Being interested in technological advancements in no way or form implies interest in marketing trends. Also, I have no need to try to justify my choices or to try to prove some sort of superiority based on the popularity of my choices.

Personally I find this difference between the platform utilisation rates, which has enormous implications, to be one of the most interesting phenomena in the modern tech world.

I don't find it such an interesting phenomenon. As I said, part of it comes from the simple fact that iPhones are always premium models and the people who buy those are more likely to have money to spend, whereas there are plenty of cheap lower-end Android - phones for the people who are likely to have less money to spend. Also, something that immediately sticks to the eye from those charts is the fact that Google doesn't offer e-books, music, movies etc. via its Google Play Market to even nearly as many countries as Apple does through iTunes -- this is obviously going to show up in the charts, what with less money spent on these things and such, but also indirectly because people who want to be able to consume these things will have to gravitate towards iOS, then or be knowledgeable of other means of obtaining their content.

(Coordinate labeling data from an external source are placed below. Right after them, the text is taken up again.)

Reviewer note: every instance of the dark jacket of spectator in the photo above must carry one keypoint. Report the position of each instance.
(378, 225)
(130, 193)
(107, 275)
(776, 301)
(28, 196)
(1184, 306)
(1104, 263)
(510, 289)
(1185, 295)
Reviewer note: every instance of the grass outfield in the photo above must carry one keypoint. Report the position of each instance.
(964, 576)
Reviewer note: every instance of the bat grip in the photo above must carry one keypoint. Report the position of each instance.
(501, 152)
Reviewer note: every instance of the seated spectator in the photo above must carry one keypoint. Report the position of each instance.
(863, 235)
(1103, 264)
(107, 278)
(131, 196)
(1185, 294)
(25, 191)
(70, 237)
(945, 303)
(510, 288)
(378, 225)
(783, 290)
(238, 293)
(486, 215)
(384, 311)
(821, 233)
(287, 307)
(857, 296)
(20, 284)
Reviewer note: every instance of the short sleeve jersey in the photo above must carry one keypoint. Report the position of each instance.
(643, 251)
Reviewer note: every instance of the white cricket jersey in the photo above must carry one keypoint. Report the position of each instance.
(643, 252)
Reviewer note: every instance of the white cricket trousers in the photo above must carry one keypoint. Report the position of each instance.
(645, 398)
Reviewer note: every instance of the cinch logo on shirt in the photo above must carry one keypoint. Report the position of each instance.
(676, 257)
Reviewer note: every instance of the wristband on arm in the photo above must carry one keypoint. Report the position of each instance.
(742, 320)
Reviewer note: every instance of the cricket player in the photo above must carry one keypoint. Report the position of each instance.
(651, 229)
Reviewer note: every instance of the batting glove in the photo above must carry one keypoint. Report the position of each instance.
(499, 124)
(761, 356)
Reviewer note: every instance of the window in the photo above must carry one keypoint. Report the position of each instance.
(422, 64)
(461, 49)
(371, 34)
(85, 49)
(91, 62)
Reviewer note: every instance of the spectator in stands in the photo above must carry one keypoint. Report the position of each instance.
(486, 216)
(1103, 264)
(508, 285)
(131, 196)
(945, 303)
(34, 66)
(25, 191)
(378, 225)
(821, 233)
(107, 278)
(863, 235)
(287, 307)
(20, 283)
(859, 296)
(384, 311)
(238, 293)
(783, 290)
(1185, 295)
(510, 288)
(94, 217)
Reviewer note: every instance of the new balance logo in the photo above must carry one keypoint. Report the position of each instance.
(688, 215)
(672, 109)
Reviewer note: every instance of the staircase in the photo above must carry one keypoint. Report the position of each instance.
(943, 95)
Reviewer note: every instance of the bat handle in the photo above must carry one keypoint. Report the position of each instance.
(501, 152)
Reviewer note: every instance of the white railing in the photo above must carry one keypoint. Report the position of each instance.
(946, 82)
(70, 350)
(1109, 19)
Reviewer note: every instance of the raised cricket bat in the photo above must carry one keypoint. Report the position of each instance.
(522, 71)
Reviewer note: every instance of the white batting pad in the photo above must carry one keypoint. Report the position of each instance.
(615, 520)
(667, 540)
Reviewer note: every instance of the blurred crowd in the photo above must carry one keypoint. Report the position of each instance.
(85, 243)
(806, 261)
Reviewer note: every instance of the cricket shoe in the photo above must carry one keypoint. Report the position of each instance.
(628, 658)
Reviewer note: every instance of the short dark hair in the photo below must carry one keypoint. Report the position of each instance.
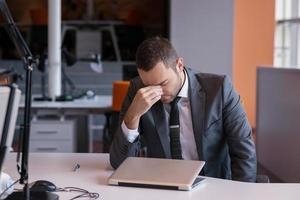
(154, 50)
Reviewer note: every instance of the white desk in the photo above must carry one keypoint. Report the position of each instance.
(97, 105)
(95, 170)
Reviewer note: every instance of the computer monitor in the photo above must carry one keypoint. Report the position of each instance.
(278, 123)
(9, 98)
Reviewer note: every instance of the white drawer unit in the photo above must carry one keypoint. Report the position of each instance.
(52, 136)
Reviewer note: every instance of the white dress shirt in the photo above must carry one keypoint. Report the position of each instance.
(187, 139)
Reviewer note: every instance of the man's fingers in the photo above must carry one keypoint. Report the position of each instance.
(150, 88)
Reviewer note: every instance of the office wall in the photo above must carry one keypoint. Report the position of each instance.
(254, 24)
(201, 31)
(230, 37)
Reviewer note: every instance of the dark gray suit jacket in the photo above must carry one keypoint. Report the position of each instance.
(221, 129)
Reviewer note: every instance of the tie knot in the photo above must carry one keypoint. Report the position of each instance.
(175, 101)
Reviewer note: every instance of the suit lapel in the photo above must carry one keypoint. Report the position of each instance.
(160, 121)
(197, 101)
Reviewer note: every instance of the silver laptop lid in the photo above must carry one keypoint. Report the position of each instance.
(179, 174)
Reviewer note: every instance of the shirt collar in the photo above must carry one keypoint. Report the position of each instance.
(184, 92)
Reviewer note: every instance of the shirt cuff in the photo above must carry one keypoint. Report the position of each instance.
(130, 134)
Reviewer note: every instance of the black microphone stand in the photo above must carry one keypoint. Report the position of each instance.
(29, 62)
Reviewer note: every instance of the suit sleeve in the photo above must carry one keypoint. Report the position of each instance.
(121, 148)
(239, 135)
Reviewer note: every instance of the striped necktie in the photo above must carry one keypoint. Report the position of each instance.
(175, 130)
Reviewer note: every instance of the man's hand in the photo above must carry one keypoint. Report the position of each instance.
(142, 102)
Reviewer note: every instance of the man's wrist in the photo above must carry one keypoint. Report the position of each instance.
(131, 121)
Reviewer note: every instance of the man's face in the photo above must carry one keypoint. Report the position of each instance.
(169, 79)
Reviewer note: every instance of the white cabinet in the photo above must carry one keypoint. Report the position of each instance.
(52, 136)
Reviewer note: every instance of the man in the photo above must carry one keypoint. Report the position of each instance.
(210, 123)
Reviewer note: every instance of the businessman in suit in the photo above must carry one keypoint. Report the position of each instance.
(174, 112)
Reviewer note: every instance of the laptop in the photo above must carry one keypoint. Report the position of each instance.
(9, 98)
(158, 173)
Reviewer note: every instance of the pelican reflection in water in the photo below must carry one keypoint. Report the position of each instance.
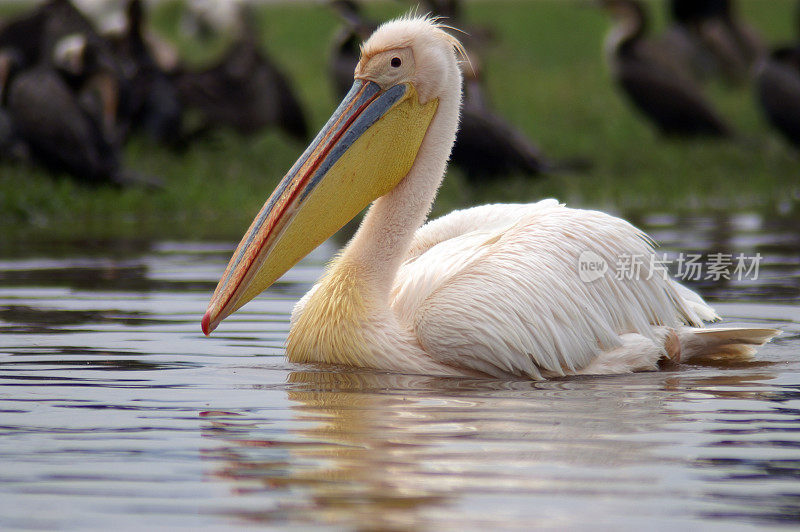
(491, 290)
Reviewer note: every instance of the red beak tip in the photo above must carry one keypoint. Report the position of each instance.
(206, 324)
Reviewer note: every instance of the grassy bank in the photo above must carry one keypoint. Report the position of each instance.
(545, 71)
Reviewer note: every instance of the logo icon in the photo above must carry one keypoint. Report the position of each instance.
(591, 266)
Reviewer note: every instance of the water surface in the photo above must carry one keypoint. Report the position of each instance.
(116, 412)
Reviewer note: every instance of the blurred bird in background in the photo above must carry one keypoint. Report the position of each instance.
(656, 85)
(778, 87)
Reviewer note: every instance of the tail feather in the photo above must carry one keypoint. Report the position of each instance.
(697, 344)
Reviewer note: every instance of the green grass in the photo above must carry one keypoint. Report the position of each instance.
(545, 72)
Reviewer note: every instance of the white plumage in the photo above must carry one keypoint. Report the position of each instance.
(492, 290)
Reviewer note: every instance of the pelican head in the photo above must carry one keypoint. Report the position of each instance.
(407, 69)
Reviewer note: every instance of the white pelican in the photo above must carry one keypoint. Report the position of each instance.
(492, 290)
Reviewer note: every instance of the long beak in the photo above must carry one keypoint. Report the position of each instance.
(365, 150)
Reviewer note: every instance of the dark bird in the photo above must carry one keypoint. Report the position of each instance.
(11, 145)
(245, 90)
(667, 96)
(778, 91)
(153, 105)
(487, 146)
(713, 40)
(346, 44)
(59, 132)
(57, 34)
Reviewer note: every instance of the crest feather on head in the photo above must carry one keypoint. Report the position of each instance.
(403, 31)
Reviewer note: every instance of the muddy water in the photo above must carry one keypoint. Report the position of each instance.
(116, 413)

Nevertheless, none of those charts paint such a dire image as you keep yammering about. Yes, there is plenty that can be done to improve the situation and a lot of it lies on Google's shoulders, but one has to also keep in mind that you're comparing out-dated models and sub-$90 models to $600+ model devices. Unless there comes out a similar chart based on similarly-priced models I won't be eating what you're offering.

Reply Parent Score: 3

RE[10]: Reponse
by WereCatf on Tue 22nd Jan 2013 04:28 in reply to "RE[9]: Reponse"
WereCatf Member since:

I had to get some shut-eye so my comment became shorter than I'd liked to, but well, I also have the following to say about this:


What? Why? Well, you're more-or-less required to install iTunes sooner or later, to apply updates or manage music or whatnot. Once you've installed iTunes so that you can manage your music on your various devices Apple has a great foot-hold in to your life as there's e-books, apps, movies, TV-shows and all the other cool stuff just a click away, in the same central application, and again, you're more-or-less bound to eventually explore those sections of the application, too. It's a neat, easily-accessible package for all sorts of content-consumption needs, and it doesn't just let you buy stuff but also allows you to manage, play and stream it.

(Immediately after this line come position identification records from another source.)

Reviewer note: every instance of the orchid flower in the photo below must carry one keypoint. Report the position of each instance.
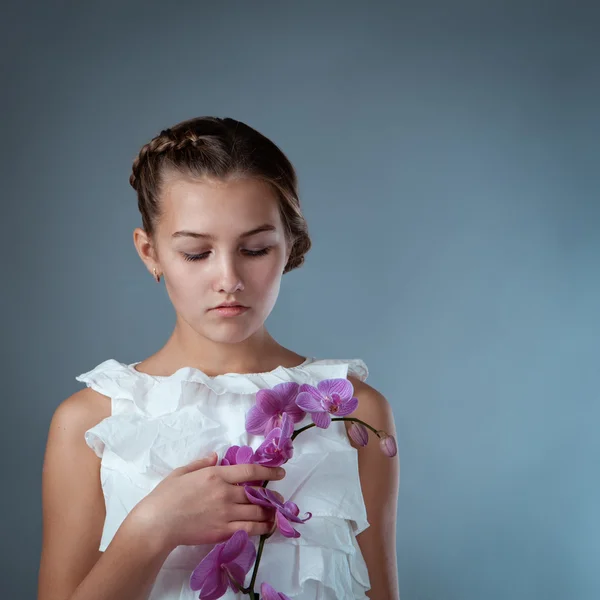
(226, 565)
(277, 447)
(331, 397)
(271, 404)
(286, 512)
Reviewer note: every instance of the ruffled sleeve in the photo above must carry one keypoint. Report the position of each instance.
(160, 423)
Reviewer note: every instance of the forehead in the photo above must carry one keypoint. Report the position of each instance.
(221, 208)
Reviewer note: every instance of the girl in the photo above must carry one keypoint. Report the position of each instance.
(134, 492)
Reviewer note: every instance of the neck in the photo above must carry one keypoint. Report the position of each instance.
(257, 354)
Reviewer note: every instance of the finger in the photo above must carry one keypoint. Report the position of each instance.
(252, 512)
(242, 473)
(252, 527)
(206, 461)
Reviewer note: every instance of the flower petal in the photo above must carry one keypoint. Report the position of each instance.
(272, 498)
(247, 557)
(230, 456)
(291, 508)
(307, 402)
(256, 496)
(256, 420)
(268, 592)
(238, 573)
(284, 526)
(234, 545)
(347, 407)
(215, 586)
(321, 419)
(209, 564)
(340, 386)
(295, 412)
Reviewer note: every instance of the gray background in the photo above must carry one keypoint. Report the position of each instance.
(448, 160)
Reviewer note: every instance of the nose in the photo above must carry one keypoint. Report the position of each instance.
(228, 277)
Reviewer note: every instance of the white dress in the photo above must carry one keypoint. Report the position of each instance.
(159, 423)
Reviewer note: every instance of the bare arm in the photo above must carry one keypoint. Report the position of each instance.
(379, 478)
(71, 566)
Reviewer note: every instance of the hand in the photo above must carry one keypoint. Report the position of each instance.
(200, 503)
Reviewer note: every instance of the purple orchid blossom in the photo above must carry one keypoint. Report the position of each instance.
(271, 404)
(226, 565)
(331, 397)
(277, 447)
(240, 455)
(286, 512)
(267, 592)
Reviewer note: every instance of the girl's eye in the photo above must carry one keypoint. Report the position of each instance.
(252, 253)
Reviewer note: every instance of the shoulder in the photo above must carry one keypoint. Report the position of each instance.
(80, 412)
(373, 406)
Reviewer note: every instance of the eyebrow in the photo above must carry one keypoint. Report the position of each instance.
(208, 236)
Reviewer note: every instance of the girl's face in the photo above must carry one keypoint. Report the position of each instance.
(221, 241)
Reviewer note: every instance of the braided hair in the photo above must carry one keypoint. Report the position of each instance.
(219, 148)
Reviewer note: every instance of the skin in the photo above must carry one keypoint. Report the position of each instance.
(202, 338)
(242, 344)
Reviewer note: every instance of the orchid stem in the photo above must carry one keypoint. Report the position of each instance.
(299, 431)
(250, 589)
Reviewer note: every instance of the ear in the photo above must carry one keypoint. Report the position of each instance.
(146, 250)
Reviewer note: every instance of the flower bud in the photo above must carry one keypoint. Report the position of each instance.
(388, 446)
(359, 434)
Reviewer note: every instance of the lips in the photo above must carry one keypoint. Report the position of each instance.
(230, 306)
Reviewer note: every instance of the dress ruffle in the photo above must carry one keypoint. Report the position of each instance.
(161, 423)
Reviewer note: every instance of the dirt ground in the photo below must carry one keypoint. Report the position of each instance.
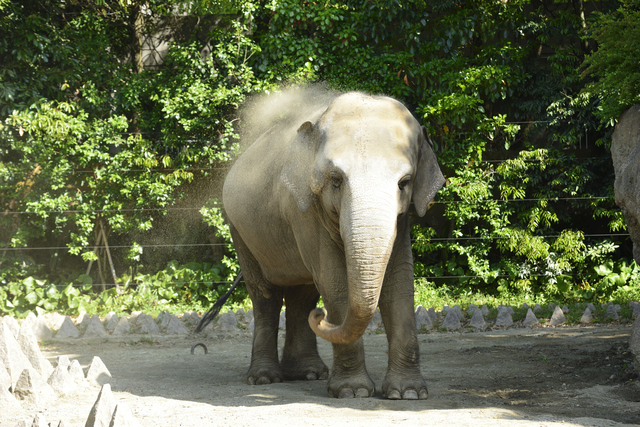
(523, 377)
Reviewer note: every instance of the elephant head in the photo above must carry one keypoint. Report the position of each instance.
(362, 161)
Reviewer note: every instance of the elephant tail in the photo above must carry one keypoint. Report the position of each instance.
(213, 311)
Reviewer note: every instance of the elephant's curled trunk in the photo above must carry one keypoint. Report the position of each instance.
(367, 251)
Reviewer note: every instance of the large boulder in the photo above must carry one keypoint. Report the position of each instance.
(625, 153)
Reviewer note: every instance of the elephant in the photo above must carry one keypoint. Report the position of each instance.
(320, 207)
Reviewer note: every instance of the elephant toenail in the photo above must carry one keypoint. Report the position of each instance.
(345, 393)
(362, 392)
(394, 395)
(410, 395)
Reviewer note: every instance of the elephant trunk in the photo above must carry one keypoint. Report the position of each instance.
(368, 233)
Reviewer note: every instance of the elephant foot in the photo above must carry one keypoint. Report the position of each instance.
(351, 386)
(309, 370)
(408, 387)
(261, 376)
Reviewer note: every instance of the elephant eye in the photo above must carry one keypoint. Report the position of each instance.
(404, 182)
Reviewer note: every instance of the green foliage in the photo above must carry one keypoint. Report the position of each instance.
(93, 137)
(614, 65)
(193, 286)
(212, 216)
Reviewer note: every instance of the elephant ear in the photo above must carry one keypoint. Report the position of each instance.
(297, 174)
(429, 178)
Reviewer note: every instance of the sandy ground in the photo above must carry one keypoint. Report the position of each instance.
(517, 377)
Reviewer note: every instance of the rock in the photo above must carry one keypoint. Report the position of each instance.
(123, 417)
(636, 311)
(423, 321)
(33, 388)
(64, 361)
(82, 321)
(7, 401)
(39, 421)
(485, 310)
(175, 326)
(98, 372)
(611, 313)
(94, 328)
(122, 328)
(146, 325)
(530, 319)
(61, 381)
(558, 317)
(163, 320)
(102, 411)
(228, 321)
(41, 330)
(477, 320)
(625, 153)
(11, 354)
(68, 329)
(76, 372)
(5, 378)
(456, 308)
(54, 320)
(471, 309)
(432, 315)
(111, 321)
(12, 324)
(29, 345)
(634, 344)
(504, 317)
(451, 321)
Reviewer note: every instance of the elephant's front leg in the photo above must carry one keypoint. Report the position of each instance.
(349, 377)
(404, 379)
(267, 303)
(300, 358)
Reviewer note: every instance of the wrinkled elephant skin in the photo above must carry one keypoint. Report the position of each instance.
(625, 153)
(319, 207)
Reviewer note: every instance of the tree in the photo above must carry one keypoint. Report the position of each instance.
(614, 67)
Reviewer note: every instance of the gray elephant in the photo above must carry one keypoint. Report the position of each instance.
(625, 153)
(321, 208)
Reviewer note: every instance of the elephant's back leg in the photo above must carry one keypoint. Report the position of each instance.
(300, 358)
(267, 303)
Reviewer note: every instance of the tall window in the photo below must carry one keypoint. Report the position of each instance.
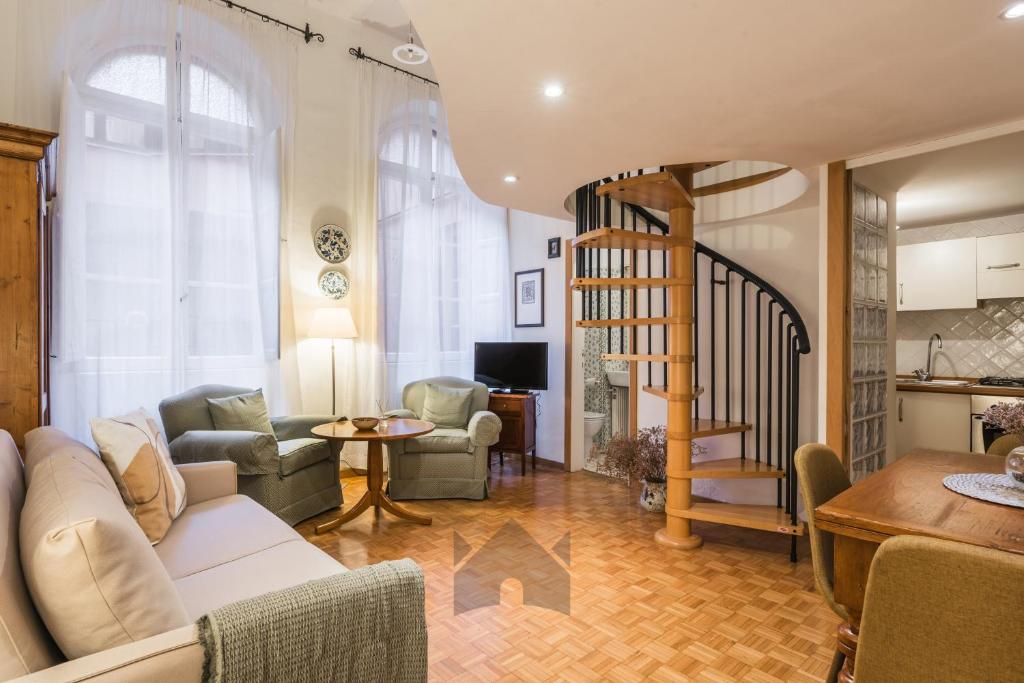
(443, 252)
(168, 239)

Now, contrast this to Google: a bunch of often-times incoherent websites very loosely connected to eachother, no central way of managing your content, streaming it or playing it. Even the Google Music desktop application only allows you to upload local music to their servers or download music from your account -- no managing, no buying, no thing. Google's Play Market is a rambling mess of stuff and it's not even available in half as many places as iTunes's stores are! Here in Finland, for example, Google offers only apps. Not books, not movies, not music, no TV-shows, no nothing.

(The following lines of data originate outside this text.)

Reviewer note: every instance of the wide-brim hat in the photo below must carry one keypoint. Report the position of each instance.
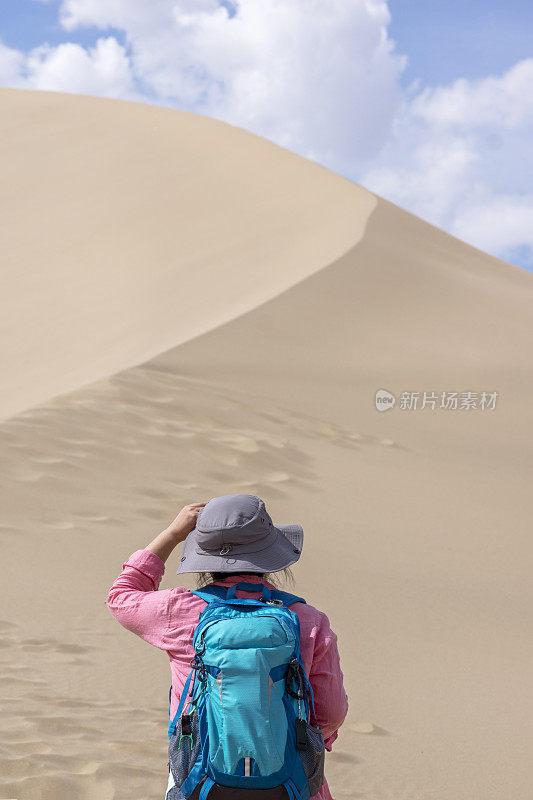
(234, 532)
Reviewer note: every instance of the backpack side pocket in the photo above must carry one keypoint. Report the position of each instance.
(310, 743)
(183, 747)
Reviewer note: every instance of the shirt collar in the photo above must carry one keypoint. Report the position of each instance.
(231, 579)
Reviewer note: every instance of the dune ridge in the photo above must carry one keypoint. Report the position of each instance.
(416, 523)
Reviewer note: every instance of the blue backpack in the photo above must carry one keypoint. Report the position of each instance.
(247, 723)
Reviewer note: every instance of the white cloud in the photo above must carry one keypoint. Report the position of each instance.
(324, 80)
(305, 74)
(458, 156)
(11, 65)
(102, 70)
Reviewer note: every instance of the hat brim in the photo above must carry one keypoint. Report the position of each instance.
(283, 552)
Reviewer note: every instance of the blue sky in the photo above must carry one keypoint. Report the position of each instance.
(427, 104)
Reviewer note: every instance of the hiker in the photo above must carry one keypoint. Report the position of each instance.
(249, 655)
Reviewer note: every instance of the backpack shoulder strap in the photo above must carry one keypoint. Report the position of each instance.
(210, 593)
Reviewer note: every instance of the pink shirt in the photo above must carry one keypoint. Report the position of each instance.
(167, 619)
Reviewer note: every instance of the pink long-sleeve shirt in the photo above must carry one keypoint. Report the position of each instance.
(167, 619)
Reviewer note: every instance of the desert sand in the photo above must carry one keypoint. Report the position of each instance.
(189, 310)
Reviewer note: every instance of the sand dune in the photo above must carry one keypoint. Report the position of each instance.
(416, 522)
(127, 229)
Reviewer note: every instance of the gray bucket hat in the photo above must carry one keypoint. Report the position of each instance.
(235, 532)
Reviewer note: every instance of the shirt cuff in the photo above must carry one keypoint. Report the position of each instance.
(148, 563)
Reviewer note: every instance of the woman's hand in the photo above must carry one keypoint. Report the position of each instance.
(177, 531)
(182, 525)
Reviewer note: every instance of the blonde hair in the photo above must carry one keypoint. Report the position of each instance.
(204, 578)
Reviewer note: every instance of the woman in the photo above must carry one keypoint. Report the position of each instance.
(228, 540)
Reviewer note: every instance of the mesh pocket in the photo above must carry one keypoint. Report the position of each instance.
(312, 753)
(183, 749)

iTunes being such a central piece of the Apple-experience is a great idea from marketing-perspective, what with the discoverability of new and old content and making it all appealing, and Google has really dropped the ball here. Of course it will then show up in all kinds of revenue-streams! This still does not say anything about Android as an OS or its userbase, it merely comes down to Google's inability to execute a coherent marketing plan.